I had a nightmare last night. A few actually, because I couldn't sleep, so I had a few different ones.
I don't remember much, there was a party with all these uninvited guests. Then they started to leave, but came back as monsters. Then the nightmare got really bad, I started got tortured hellraiser style, I just remember these clamps on me down either side like a strait-jacket but impaled on me. I didn't wake up and started to feel afraid, then I got taken away to another place of hell. Where they did more stuff to me (don't want to go into detail). My only comfort was my facebook friend was there and I was able to protect her from anything happening to her.

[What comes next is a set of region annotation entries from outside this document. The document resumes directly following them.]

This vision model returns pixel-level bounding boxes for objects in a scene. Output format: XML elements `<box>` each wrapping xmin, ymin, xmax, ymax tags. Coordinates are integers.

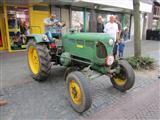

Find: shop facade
<box><xmin>0</xmin><ymin>0</ymin><xmax>151</xmax><ymax>52</ymax></box>
<box><xmin>0</xmin><ymin>4</ymin><xmax>50</xmax><ymax>52</ymax></box>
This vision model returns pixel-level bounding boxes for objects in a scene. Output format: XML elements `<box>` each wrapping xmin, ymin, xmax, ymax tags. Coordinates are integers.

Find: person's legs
<box><xmin>113</xmin><ymin>43</ymin><xmax>118</xmax><ymax>59</ymax></box>
<box><xmin>119</xmin><ymin>43</ymin><xmax>125</xmax><ymax>58</ymax></box>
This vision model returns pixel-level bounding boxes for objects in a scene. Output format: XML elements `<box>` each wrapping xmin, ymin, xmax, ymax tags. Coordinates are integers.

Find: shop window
<box><xmin>33</xmin><ymin>5</ymin><xmax>49</xmax><ymax>11</ymax></box>
<box><xmin>71</xmin><ymin>11</ymin><xmax>83</xmax><ymax>32</ymax></box>
<box><xmin>7</xmin><ymin>7</ymin><xmax>29</xmax><ymax>50</ymax></box>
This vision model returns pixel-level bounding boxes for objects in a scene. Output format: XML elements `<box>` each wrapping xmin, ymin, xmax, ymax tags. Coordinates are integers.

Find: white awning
<box><xmin>80</xmin><ymin>0</ymin><xmax>152</xmax><ymax>13</ymax></box>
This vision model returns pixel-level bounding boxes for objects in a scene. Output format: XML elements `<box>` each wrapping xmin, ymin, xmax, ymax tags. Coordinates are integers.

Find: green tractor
<box><xmin>27</xmin><ymin>30</ymin><xmax>135</xmax><ymax>113</ymax></box>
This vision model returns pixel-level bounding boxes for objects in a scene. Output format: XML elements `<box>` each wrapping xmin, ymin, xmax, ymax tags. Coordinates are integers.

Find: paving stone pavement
<box><xmin>0</xmin><ymin>67</ymin><xmax>159</xmax><ymax>120</ymax></box>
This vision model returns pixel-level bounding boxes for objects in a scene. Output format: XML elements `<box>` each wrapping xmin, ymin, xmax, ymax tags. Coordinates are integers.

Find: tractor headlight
<box><xmin>106</xmin><ymin>56</ymin><xmax>114</xmax><ymax>65</ymax></box>
<box><xmin>108</xmin><ymin>39</ymin><xmax>114</xmax><ymax>46</ymax></box>
<box><xmin>42</xmin><ymin>35</ymin><xmax>48</xmax><ymax>41</ymax></box>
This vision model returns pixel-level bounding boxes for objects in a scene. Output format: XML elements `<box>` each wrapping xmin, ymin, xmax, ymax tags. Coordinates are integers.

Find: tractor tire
<box><xmin>27</xmin><ymin>41</ymin><xmax>51</xmax><ymax>81</ymax></box>
<box><xmin>111</xmin><ymin>60</ymin><xmax>135</xmax><ymax>92</ymax></box>
<box><xmin>66</xmin><ymin>71</ymin><xmax>92</xmax><ymax>113</ymax></box>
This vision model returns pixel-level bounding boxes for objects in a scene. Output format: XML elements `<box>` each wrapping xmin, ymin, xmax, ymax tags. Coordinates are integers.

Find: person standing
<box><xmin>97</xmin><ymin>15</ymin><xmax>104</xmax><ymax>33</ymax></box>
<box><xmin>44</xmin><ymin>14</ymin><xmax>62</xmax><ymax>41</ymax></box>
<box><xmin>103</xmin><ymin>15</ymin><xmax>119</xmax><ymax>59</ymax></box>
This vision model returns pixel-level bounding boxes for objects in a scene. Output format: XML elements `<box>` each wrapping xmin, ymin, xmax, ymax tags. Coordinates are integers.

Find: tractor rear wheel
<box><xmin>111</xmin><ymin>60</ymin><xmax>135</xmax><ymax>92</ymax></box>
<box><xmin>27</xmin><ymin>41</ymin><xmax>51</xmax><ymax>81</ymax></box>
<box><xmin>66</xmin><ymin>71</ymin><xmax>92</xmax><ymax>113</ymax></box>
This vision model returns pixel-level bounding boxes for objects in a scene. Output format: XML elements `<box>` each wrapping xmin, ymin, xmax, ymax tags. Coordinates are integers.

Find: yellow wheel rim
<box><xmin>113</xmin><ymin>78</ymin><xmax>126</xmax><ymax>86</ymax></box>
<box><xmin>28</xmin><ymin>46</ymin><xmax>40</xmax><ymax>74</ymax></box>
<box><xmin>69</xmin><ymin>80</ymin><xmax>81</xmax><ymax>105</ymax></box>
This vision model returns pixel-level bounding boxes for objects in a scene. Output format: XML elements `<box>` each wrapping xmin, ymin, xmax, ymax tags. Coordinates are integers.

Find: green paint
<box><xmin>121</xmin><ymin>14</ymin><xmax>126</xmax><ymax>29</ymax></box>
<box><xmin>83</xmin><ymin>8</ymin><xmax>87</xmax><ymax>32</ymax></box>
<box><xmin>62</xmin><ymin>33</ymin><xmax>113</xmax><ymax>65</ymax></box>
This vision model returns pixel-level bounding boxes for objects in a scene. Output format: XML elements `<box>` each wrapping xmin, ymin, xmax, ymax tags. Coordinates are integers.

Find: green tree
<box><xmin>133</xmin><ymin>0</ymin><xmax>141</xmax><ymax>57</ymax></box>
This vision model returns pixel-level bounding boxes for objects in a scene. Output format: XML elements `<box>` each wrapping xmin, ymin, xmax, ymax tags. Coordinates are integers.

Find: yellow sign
<box><xmin>76</xmin><ymin>44</ymin><xmax>84</xmax><ymax>48</ymax></box>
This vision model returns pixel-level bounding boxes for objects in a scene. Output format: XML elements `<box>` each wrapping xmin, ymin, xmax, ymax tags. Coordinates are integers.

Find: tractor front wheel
<box><xmin>66</xmin><ymin>71</ymin><xmax>92</xmax><ymax>113</ymax></box>
<box><xmin>111</xmin><ymin>60</ymin><xmax>135</xmax><ymax>92</ymax></box>
<box><xmin>27</xmin><ymin>40</ymin><xmax>51</xmax><ymax>81</ymax></box>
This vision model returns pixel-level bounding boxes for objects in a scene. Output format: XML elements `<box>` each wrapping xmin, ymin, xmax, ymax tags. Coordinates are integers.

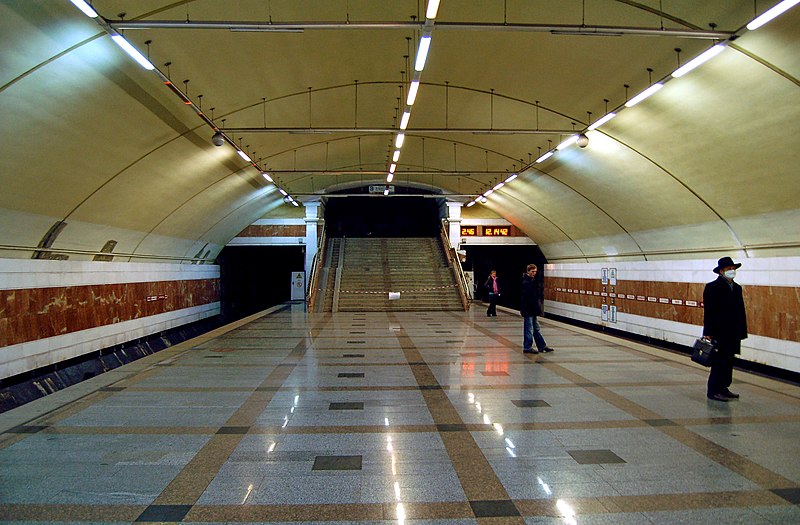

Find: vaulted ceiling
<box><xmin>0</xmin><ymin>0</ymin><xmax>800</xmax><ymax>261</ymax></box>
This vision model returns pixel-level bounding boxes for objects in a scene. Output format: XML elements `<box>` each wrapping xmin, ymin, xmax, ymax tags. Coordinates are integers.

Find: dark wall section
<box><xmin>217</xmin><ymin>246</ymin><xmax>305</xmax><ymax>323</ymax></box>
<box><xmin>461</xmin><ymin>244</ymin><xmax>546</xmax><ymax>310</ymax></box>
<box><xmin>325</xmin><ymin>197</ymin><xmax>440</xmax><ymax>237</ymax></box>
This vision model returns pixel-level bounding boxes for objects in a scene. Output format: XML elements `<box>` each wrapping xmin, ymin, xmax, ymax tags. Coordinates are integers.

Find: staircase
<box><xmin>323</xmin><ymin>237</ymin><xmax>464</xmax><ymax>312</ymax></box>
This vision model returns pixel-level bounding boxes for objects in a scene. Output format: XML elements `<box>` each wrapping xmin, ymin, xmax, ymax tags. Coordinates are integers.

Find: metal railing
<box><xmin>306</xmin><ymin>226</ymin><xmax>328</xmax><ymax>312</ymax></box>
<box><xmin>439</xmin><ymin>219</ymin><xmax>469</xmax><ymax>312</ymax></box>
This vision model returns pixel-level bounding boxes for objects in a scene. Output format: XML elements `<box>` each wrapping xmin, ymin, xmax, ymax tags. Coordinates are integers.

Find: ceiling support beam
<box><xmin>107</xmin><ymin>20</ymin><xmax>734</xmax><ymax>40</ymax></box>
<box><xmin>219</xmin><ymin>127</ymin><xmax>578</xmax><ymax>135</ymax></box>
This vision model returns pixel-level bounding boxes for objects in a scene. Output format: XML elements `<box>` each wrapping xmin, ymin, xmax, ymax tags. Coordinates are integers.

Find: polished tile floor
<box><xmin>0</xmin><ymin>305</ymin><xmax>800</xmax><ymax>525</ymax></box>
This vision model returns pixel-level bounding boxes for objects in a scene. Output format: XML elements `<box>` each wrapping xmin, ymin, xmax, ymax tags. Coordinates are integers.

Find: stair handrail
<box><xmin>306</xmin><ymin>225</ymin><xmax>328</xmax><ymax>312</ymax></box>
<box><xmin>439</xmin><ymin>219</ymin><xmax>469</xmax><ymax>312</ymax></box>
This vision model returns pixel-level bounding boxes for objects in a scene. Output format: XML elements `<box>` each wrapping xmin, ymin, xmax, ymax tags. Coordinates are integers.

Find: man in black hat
<box><xmin>703</xmin><ymin>257</ymin><xmax>747</xmax><ymax>401</ymax></box>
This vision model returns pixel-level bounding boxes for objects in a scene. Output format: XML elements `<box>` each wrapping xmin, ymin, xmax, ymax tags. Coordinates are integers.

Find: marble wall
<box><xmin>545</xmin><ymin>257</ymin><xmax>800</xmax><ymax>371</ymax></box>
<box><xmin>0</xmin><ymin>259</ymin><xmax>220</xmax><ymax>379</ymax></box>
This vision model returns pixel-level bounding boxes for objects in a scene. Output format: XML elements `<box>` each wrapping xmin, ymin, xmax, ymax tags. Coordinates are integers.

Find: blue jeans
<box><xmin>522</xmin><ymin>315</ymin><xmax>547</xmax><ymax>350</ymax></box>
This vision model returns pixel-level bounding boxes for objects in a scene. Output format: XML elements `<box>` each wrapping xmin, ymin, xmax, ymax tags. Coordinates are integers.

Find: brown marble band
<box><xmin>0</xmin><ymin>279</ymin><xmax>220</xmax><ymax>347</ymax></box>
<box><xmin>545</xmin><ymin>275</ymin><xmax>800</xmax><ymax>341</ymax></box>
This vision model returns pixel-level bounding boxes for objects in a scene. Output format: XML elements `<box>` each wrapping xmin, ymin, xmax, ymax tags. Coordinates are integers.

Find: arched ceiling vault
<box><xmin>0</xmin><ymin>0</ymin><xmax>800</xmax><ymax>262</ymax></box>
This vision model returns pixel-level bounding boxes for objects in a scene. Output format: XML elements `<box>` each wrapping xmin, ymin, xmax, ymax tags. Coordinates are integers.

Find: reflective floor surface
<box><xmin>0</xmin><ymin>306</ymin><xmax>800</xmax><ymax>525</ymax></box>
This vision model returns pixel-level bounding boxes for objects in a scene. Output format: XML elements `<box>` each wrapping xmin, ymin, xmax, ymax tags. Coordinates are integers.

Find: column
<box><xmin>446</xmin><ymin>202</ymin><xmax>464</xmax><ymax>250</ymax></box>
<box><xmin>303</xmin><ymin>200</ymin><xmax>322</xmax><ymax>281</ymax></box>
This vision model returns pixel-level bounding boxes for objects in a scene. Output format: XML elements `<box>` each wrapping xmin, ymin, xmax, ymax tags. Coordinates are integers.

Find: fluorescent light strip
<box><xmin>625</xmin><ymin>84</ymin><xmax>664</xmax><ymax>108</ymax></box>
<box><xmin>406</xmin><ymin>80</ymin><xmax>419</xmax><ymax>106</ymax></box>
<box><xmin>425</xmin><ymin>0</ymin><xmax>439</xmax><ymax>20</ymax></box>
<box><xmin>111</xmin><ymin>35</ymin><xmax>155</xmax><ymax>71</ymax></box>
<box><xmin>70</xmin><ymin>0</ymin><xmax>98</xmax><ymax>18</ymax></box>
<box><xmin>586</xmin><ymin>113</ymin><xmax>617</xmax><ymax>131</ymax></box>
<box><xmin>414</xmin><ymin>36</ymin><xmax>431</xmax><ymax>71</ymax></box>
<box><xmin>672</xmin><ymin>44</ymin><xmax>728</xmax><ymax>78</ymax></box>
<box><xmin>747</xmin><ymin>0</ymin><xmax>800</xmax><ymax>31</ymax></box>
<box><xmin>400</xmin><ymin>111</ymin><xmax>411</xmax><ymax>129</ymax></box>
<box><xmin>556</xmin><ymin>135</ymin><xmax>578</xmax><ymax>151</ymax></box>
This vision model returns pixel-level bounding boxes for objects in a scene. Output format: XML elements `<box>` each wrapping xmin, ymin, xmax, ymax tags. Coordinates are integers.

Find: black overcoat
<box><xmin>703</xmin><ymin>276</ymin><xmax>747</xmax><ymax>354</ymax></box>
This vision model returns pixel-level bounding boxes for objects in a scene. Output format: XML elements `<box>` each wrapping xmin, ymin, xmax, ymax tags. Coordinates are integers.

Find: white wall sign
<box><xmin>292</xmin><ymin>272</ymin><xmax>306</xmax><ymax>301</ymax></box>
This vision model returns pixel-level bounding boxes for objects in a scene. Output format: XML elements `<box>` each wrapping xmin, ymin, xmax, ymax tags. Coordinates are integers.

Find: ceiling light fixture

Then the next time I tried to sleep. I found that I was wandering the streets, in pitch black and I was lost. This is another common nightmare and fear/trauma for me, going down pitch black backstreets and bad neighbourhoods and being harassed, assaulted, etc by people on the street. Then in the nightmare a black cat jumped on and I felt bad, I thought that my cat had got lost too. I have to give up my cats soon IRL when I can find a home for them so I will miss them. The second nightmare was a bit scary but not as much as the first when I realised I couldn't escape being tortured.
I tend to get my nightmares before appointments to see someone. I was supposed to see someone today about being homeless, but they didn't turn again, it's the second time it happened. I feel pretty stuck. I don't often dream about death, that would usually wake me up. Lately though, nothing seems to wake me up from nightmares. Anyway I might as well vent about it while I can still talk about and remember. PTSD sucks, triggers suck too. Anxiety sucks, loneliness sucks. The cold sucks, painful nerves suck. I feel sad.
I miss Rebeka and Daniel so much I wish they were still alive. I think this is a sign that I should ctb. Maybe I will see them again. If I could have them back I would never complain about anything ever again. I miss them.